Saturday, January 28, 2012

Cucarachas and Poison Ivy

Since we moved in, Rob has spent countless hours under the house.  He has wriggled into the crawl spaces repairing plumbing, sweating pipes, and caulking up holes. I realize now that I should have been more grateful each time I watched his feet disappear into the darkness.  Now that I live in a rented space, watching the walls to our home be torn down from a distance, I have more clarity.  I see that each of his ventures to the dark burrows beneath our home that temporarily preserved my sanity, had everlasting effects on Rob.

When we returned to Austin after our wedding in Washington, DC, we dove right back into our new jobs.  Our honeymoon would wait until the following summer.  Prior to the wedding, in our first week in the 'new' house, I had noticed a few creepy crawlers in the bathroom and squashed countless roaches with the bottoms of shampoo bottles.

However, as I remember it, when we got back in town, the number of 6 legged visitors rose significantly.  Each morning, they scattered when I would turn on the bathroom light.  After stepping on one with a bare foot, I learned to wear shoes inside at all times. I almost brought three roaches to school with me in my lunch bag one day.  When I opened the medicine cabinet and two fell into my makeup bag, I had had it. Rob, for good reason, was against setting off roach bombs.  We didn't want the chemicals in the house.  We had tried indoor roach motels with minimal success.

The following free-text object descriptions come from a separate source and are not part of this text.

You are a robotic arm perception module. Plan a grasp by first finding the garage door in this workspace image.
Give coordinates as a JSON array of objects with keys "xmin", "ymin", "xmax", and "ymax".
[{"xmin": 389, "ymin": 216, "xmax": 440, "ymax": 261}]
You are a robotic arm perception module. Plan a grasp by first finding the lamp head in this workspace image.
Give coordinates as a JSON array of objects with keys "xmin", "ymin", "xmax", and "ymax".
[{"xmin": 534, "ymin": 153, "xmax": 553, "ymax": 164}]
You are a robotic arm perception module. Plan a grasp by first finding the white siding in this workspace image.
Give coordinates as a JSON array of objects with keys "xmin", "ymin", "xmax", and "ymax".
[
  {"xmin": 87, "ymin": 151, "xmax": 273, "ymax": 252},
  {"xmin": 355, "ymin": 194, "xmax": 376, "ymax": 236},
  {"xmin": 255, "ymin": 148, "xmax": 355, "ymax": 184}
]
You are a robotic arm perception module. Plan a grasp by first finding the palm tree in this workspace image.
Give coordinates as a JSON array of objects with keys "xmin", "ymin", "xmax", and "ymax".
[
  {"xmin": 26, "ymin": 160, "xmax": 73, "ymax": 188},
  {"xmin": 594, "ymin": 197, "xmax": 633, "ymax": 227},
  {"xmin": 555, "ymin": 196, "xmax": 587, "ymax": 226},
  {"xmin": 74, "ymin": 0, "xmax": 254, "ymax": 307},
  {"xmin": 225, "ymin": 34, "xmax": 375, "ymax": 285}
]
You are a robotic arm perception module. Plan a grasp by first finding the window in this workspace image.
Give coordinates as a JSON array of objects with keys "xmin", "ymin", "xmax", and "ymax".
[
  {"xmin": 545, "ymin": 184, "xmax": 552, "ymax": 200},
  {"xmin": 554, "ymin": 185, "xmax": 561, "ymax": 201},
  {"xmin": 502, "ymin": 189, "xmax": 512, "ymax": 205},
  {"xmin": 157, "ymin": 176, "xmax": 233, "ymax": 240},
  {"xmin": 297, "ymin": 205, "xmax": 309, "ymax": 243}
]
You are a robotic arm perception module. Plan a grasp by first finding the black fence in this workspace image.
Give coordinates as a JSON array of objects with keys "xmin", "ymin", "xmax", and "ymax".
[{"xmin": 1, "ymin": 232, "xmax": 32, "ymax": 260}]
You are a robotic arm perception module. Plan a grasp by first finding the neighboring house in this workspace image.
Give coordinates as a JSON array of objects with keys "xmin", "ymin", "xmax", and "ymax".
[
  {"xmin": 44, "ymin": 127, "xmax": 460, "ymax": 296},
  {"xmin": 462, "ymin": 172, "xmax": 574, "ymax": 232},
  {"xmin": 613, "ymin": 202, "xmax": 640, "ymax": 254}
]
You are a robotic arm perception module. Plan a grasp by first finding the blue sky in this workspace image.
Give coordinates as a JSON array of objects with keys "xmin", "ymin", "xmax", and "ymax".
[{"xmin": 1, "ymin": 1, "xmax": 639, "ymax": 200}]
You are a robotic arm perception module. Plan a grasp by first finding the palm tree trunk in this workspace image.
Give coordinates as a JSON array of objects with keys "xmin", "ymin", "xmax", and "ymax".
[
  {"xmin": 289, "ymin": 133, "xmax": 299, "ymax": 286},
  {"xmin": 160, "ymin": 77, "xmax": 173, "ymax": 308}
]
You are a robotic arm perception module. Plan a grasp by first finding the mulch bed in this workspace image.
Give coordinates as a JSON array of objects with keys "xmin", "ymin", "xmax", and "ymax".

We figured they must be getting in through holes in the floor, of which there were plenty.  So, one weekend, Rob put on an old t-shirt and shorts to venture under the house for the first time.  He pushed the vines out of the way and carried a caulk gun with him as he searched for any possible points of entry.  He was determined to save me from the unwanted pests.  He spent most of a day plugging up gaps.  When he emerged, he was covered in a dusty film, complaining of all of the vines and leaves that had been in his way. He went to go rinse off.

If only we had known that Rob had been army crawling through poison ivy all day.  The shower water managed to spread the toxic oils from his head to his toes.  Anyone who knows someone who is highly allergic to poison ivy knows what happened next.  I haven't ever witnessed anything like it.  Rob is stoic.  He had to have been in extraordinary pain during those several weeks, but even as I watched him peel away and reapply the bandages that protected each patch of blisters from sticking to his clothing, he didn't complain.

During the weeks that many newlyweds may have spent honeymooning, cuddling, and you-know-what-ing, I couldn't even hug Rob, worried I would cause him excruciating pain.  I begged him to go get a cortisone shot or seek some sort of medical attention, but he would refuse, just smiling, and ask, "You seen any cockroaches lately?"